The DP methods approach the resolution of MDP processes through the iteration of two processes called policy evaluation and policy improvement:
- The policy evaluation algorithm consists of applying an iterative method to the resolution of the Bellman equation. Since convergence is guaranteed to us only for k → ∞, we must be content to have good approximations by imposing a stopping condition.
- The policy improvement algorithm improves policy based on current values.
A Bellman equation, named after Richard E. Bellman, an American applied mathematician, is a necessary condition for the optimality associated with the DP method. It allows us to obtain the value of a decision problem at some point in time in terms of payoff from some initial choices and the value of the remaining decision problem resulting from those initial choices.

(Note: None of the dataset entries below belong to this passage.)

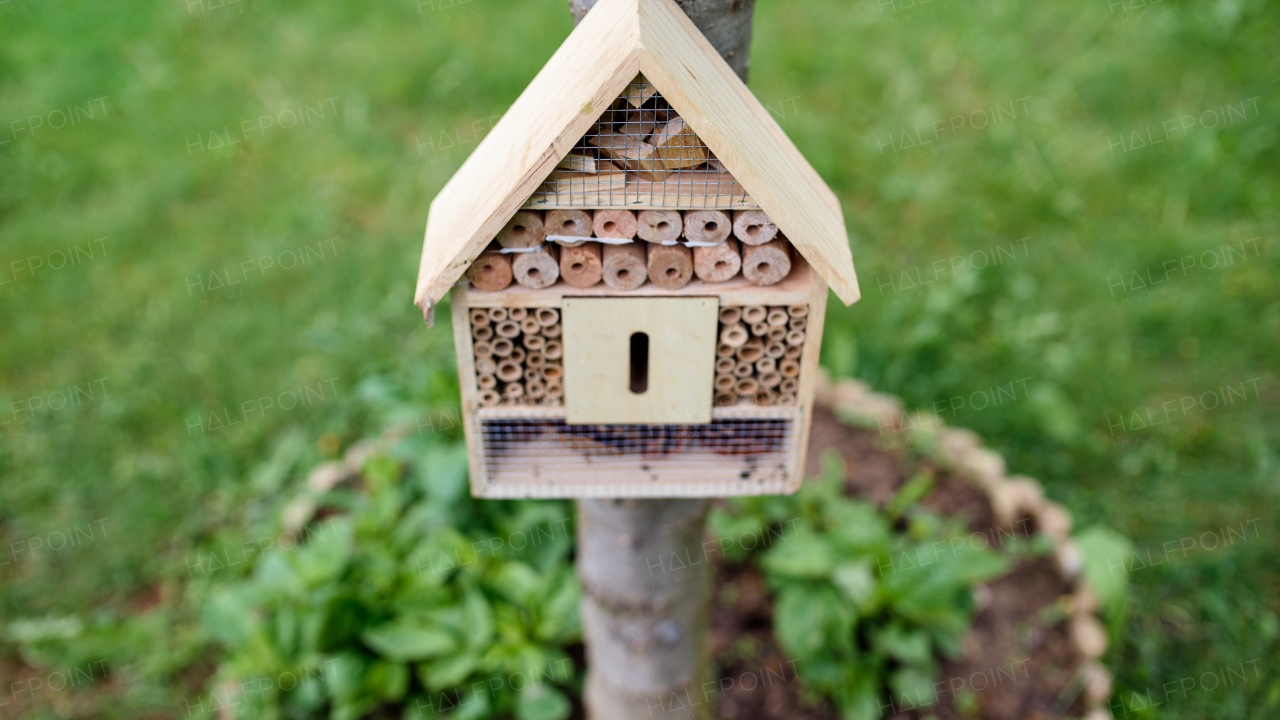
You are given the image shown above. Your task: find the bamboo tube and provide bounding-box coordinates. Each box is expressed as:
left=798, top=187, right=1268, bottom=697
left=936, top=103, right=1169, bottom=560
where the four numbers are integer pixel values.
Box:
left=543, top=210, right=591, bottom=240
left=721, top=323, right=751, bottom=347
left=685, top=210, right=733, bottom=243
left=733, top=210, right=778, bottom=245
left=498, top=210, right=547, bottom=247
left=561, top=242, right=604, bottom=287
left=511, top=245, right=559, bottom=290
left=602, top=239, right=649, bottom=290
left=646, top=242, right=694, bottom=291
left=534, top=307, right=559, bottom=328
left=694, top=238, right=742, bottom=283
left=636, top=210, right=685, bottom=245
left=591, top=210, right=637, bottom=240
left=498, top=360, right=525, bottom=383
left=742, top=240, right=791, bottom=287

The iteration of the two aforementioned processes is shown in the following diagram:
A disadvantage of the policy iteration algorithm is that we have to evaluate the policy at every step. This involves an iterative process in which we do not know a priori the time of convergence, which will depend, among other things, on how the starting policy was chosen.

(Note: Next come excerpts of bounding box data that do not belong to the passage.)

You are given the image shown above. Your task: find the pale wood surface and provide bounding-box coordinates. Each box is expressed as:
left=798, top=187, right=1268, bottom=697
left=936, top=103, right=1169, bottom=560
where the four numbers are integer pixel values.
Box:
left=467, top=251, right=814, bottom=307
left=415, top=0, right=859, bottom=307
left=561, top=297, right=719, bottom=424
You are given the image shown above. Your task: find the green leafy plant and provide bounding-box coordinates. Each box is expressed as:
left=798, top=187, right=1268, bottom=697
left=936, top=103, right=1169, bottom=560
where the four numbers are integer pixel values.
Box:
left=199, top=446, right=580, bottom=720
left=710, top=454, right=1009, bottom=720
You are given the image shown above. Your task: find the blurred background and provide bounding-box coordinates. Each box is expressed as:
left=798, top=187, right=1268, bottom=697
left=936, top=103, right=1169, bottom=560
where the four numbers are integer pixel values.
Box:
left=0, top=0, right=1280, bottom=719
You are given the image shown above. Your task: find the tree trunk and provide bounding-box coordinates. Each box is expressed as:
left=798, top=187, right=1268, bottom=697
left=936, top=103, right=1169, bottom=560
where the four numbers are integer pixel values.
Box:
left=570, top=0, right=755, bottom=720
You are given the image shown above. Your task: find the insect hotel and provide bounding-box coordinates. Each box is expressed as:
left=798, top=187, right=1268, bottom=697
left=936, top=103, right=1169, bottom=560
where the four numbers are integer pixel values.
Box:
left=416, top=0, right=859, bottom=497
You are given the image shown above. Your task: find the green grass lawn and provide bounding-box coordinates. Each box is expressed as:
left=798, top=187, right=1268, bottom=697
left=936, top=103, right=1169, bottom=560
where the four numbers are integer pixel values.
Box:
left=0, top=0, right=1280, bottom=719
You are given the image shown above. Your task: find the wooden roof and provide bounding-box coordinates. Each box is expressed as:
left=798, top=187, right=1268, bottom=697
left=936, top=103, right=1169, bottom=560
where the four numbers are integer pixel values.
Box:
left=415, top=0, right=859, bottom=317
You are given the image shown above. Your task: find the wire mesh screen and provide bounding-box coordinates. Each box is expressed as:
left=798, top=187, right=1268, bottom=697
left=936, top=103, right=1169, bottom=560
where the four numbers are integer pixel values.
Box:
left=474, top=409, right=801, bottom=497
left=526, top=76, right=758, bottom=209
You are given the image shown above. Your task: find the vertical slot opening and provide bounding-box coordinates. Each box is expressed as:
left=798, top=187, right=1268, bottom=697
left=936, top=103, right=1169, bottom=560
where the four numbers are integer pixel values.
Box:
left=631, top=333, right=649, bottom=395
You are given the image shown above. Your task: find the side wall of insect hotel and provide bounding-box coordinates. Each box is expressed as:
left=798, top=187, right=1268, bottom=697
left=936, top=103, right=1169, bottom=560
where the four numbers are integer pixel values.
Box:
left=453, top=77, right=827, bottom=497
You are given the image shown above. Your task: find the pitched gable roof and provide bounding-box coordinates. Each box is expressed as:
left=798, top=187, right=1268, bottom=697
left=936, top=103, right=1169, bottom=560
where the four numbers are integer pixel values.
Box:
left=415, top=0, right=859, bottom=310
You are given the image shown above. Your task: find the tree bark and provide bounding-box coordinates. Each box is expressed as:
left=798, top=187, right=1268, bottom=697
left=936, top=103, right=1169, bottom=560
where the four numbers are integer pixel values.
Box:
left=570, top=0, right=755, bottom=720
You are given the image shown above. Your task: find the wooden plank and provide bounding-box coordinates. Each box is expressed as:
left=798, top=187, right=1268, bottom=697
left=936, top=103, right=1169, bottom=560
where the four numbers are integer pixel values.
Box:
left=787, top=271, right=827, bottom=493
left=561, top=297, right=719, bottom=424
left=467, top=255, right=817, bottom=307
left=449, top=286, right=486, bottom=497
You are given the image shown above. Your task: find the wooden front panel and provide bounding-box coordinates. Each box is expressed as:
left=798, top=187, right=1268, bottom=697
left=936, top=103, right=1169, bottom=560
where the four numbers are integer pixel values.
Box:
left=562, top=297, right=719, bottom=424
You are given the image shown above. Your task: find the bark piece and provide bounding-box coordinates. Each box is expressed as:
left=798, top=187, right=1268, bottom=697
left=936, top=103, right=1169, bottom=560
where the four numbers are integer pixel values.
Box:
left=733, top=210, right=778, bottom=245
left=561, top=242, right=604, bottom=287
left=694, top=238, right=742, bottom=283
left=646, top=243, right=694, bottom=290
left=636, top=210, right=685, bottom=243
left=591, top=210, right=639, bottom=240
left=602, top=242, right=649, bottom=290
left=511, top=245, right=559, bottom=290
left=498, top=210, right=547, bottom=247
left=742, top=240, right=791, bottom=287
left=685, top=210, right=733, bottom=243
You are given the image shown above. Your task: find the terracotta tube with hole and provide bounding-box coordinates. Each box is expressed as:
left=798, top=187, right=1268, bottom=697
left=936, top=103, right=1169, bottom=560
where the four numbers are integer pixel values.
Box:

One way to overcome this drawback is to cut off the evaluation of the policy at a specific step. This operation does not change the guarantee of convergence to the optimal value. A special case in which the assessment of the policy is blocked step by step (also called sweep) defines the value iteration algorithm. In the value iteration algorithm, a single iteration of calculation of the values is performed between each step of the policy improvement. In the following snippet, a pseudocode for a value-iteration algorithm is shown:
initialize value function V
repeat
for all s
for all a
update Q function
V = max Q function
until V converge
Thus, in the value iteration algorithm, the system was initiated by setting a random value function. Starting from this value, a new function is sought in an iterative process which, compared to the previous one, has been improved, until reaching the optimal value function.
As we said previously, the DP algorithms are therefore essentially based on two processes that take place in parallel: policy evaluation and policy improvement. The repeated execution of these two processes makes the general process converge toward the optimal solution. In the policy iteration algorithm, the two phases alternate and one ends before the other begins.
In policy iteration algorithms, we start by initializing the system with a random policy, so we first must find the value function of that policy. This phase is called the policy evaluation step. So, we find a new policy, also improved compared to the previous one, based on the previous value function, and so on. In this process, each policy presents an improvement over the previous one until the optimal policy is reached. In the following snippet, a pseudocode for a policy iteration algorithm is shown:
initialize value function V and policy π
repeat
evaluate V using policy π
improve π using V
until convergence
DP methods operate through the entire set of states that can be assumed by the environment, performing a complete backup for each state at each iteration. Each update operation performed by the backup updates the value of a state based on the values of all possible successor states, weighed for their probability of occurrence, induced by the policy of choice and by the dynamics of the environment. Full backups are closely related to the Bellman equation; they are nothing more than the transformation of the equation into assignment instructions.
When a complete backup iteration does not bring any change to the state values, convergence is obtained and, therefore, the final state values fully satisfy the Bellman equation. The DP methods are applicable only if there is a perfect model of the environment, which must be equivalent to an MDP.
Precisely for this reason, the DP algorithms are of little use in reinforcement learning, both for their assumption of a perfect model of the environment, and for the high and expensive computation, but it is still opportune to mention them, because they represent the theoretical basis of reinforcement learning. In fact, all the methods of reinforcement learning try to achieve the same goal as that of the DP methods, only with lower computational cost and without the assumption of a perfect model of the environment.
The DP methods converge to the optimal solution with a number of polynomial operations with respect to the number of states n and actions m, against the number of exponential operations m*n required by methods based on direct search.
The DP methods update the estimates of the values of the states, based on the estimates of the values of the successor states, or update the estimates on the basis of past estimates. This represents a special property, which is called bootstrapping. Several methods of reinforcement learning perform bootstrapping, even methods that do not require a perfect model of the environment, as required by the DP methods.